Scientists make a distinction between feral domesticated horses and truly wild horses, whose ancestors have never been domesticated at any point in time. Although horses that roam the American West today are descendants of escaped or abandoned horses brought to the New World by Spanish conquistadors in the 16th century and European settlers who came later, this article will refer to these animals as “wild horses,” as this is what people commonly call them.
“Without responsible management, the resources in the arid West cannot be managed for multiple use because wild horses unduly infringe upon other uses by damaging riverbeds and overgrazing on limited forage, while using and often damaging the infrastructure of other public land users.”

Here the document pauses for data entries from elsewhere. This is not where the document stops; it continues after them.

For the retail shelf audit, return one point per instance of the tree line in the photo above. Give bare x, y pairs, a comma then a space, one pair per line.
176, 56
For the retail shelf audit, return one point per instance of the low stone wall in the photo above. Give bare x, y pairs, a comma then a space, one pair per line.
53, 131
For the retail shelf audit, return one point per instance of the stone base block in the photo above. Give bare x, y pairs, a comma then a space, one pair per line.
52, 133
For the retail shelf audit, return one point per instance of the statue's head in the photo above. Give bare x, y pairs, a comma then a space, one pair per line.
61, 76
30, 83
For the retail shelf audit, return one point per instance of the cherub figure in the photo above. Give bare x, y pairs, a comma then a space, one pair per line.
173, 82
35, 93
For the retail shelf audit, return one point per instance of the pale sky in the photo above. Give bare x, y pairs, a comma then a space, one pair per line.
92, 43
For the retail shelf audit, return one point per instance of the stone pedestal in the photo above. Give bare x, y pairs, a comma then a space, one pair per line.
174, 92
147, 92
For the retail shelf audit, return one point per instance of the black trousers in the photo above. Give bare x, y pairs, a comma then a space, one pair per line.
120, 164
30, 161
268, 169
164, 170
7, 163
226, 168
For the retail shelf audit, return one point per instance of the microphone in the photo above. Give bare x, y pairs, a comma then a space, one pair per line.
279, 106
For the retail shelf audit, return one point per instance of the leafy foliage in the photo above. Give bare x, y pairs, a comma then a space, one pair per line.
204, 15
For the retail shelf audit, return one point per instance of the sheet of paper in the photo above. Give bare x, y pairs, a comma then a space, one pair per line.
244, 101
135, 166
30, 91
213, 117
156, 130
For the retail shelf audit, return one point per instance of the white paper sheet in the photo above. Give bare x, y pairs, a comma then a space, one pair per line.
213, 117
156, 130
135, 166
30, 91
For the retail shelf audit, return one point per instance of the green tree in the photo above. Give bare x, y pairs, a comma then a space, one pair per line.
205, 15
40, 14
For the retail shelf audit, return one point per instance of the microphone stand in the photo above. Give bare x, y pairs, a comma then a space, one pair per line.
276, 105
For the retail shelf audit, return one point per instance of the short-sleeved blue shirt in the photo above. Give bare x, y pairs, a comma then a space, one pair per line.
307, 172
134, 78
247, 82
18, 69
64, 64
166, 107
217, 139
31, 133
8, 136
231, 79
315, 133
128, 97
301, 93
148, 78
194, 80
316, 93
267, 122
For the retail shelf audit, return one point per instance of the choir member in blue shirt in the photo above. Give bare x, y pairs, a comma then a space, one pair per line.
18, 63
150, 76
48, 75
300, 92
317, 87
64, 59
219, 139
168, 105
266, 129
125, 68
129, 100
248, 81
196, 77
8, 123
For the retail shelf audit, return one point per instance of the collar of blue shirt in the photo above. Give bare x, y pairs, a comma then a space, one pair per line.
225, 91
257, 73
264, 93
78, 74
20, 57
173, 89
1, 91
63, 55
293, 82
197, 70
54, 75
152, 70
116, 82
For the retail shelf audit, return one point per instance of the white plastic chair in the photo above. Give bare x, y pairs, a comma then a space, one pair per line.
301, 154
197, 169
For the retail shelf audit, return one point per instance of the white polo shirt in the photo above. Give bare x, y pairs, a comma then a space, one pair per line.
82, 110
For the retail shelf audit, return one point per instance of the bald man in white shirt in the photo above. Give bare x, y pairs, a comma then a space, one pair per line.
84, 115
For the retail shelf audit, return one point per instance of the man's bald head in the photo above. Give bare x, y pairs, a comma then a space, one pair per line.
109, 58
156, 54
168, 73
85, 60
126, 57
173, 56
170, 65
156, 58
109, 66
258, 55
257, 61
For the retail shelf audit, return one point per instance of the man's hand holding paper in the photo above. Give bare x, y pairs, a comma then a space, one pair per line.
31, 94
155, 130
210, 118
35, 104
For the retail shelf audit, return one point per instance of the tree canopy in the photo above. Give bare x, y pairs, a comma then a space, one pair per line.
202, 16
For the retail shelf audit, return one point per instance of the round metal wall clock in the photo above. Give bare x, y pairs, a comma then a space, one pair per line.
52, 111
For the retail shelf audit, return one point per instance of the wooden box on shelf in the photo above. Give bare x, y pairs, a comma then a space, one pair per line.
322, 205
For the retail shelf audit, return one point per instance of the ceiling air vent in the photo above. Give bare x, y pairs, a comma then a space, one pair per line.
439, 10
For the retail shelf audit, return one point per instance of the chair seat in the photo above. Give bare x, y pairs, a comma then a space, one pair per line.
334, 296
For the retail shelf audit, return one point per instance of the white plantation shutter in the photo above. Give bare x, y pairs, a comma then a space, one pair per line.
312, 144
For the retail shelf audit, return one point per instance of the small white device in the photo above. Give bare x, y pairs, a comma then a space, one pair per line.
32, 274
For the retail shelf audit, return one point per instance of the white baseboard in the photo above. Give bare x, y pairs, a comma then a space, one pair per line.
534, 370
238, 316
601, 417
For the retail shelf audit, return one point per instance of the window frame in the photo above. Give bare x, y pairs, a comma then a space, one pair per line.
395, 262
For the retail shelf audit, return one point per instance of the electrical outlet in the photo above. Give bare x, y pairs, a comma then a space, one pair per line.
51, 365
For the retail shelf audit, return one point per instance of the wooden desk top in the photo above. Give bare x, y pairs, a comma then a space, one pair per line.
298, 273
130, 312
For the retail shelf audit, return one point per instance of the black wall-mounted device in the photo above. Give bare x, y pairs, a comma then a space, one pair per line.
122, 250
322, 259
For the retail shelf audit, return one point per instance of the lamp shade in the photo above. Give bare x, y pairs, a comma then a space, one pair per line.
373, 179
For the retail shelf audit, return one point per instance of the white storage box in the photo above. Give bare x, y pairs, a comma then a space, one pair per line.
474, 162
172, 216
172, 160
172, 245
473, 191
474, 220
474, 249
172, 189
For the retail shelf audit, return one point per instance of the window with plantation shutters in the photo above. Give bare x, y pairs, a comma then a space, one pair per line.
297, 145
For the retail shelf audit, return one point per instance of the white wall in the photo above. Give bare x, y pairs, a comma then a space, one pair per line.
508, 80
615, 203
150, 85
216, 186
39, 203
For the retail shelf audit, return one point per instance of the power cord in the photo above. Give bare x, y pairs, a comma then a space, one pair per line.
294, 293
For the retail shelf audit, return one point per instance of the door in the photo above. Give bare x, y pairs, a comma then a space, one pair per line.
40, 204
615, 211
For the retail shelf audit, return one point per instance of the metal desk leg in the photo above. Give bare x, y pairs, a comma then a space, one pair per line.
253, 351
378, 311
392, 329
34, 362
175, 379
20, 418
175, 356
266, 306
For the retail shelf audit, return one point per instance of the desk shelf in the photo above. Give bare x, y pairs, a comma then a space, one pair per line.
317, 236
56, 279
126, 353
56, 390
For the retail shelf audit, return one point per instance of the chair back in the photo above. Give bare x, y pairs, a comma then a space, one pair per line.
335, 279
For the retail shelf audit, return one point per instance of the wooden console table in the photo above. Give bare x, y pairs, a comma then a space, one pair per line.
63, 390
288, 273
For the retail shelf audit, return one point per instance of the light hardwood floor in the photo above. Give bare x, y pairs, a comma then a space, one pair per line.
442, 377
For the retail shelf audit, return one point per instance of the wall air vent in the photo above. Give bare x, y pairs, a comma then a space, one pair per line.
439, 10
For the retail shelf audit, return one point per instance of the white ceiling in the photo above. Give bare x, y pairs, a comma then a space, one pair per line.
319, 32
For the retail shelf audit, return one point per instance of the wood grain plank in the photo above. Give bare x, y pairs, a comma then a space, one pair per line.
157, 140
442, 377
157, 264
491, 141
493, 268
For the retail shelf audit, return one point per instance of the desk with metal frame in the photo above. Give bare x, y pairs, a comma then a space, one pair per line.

Under a 1971 federal law, the Bureau of Land Management (BLM) and the United States Forest Service (USFS), are tasked to protect the free-roaming herds in Wyoming and other Western states. This means that if a wild horse strays onto privately owned land, the private landowner can’t do anything other than wait for a BLM or USFS agent to come and handle the animal.
“The BLM and USFS are increasingly unable to adequately manage wild horse and burro populations,” the lawmakers stated, citing the agencies’ own reports about the failure.
Those government management efforts, although inefficient, are very costly, according to the resolution. For the year of 2022 alone, the BLM has spent $77 million on off-range holding expenditures.
To once again keep the numbers of wild mustangs in balance, the resolution calls upon the Congress to lift legal hurdles so that ranchers can reopen wild horse slaughterhouses and export the meat to places where people eat it.
Specifically, the lawmakers want the Congress to make changes to the 1971 free-roaming animal protection law, as well as a 2007 ban on commercial horse slaughter in the United States. While sending the horses to countries like Canada or Mexico for slaughter remains an option, they said that it’s best to do it domestically.
“Effective and humane management of wild horses and burros can be best accomplished by facilitating the United States,” the lawmakers argued.
Jim Magagna, executive vice president of the Wyoming Stock Growers Association, said the resolution is “symbolic” but remains “a good statement.”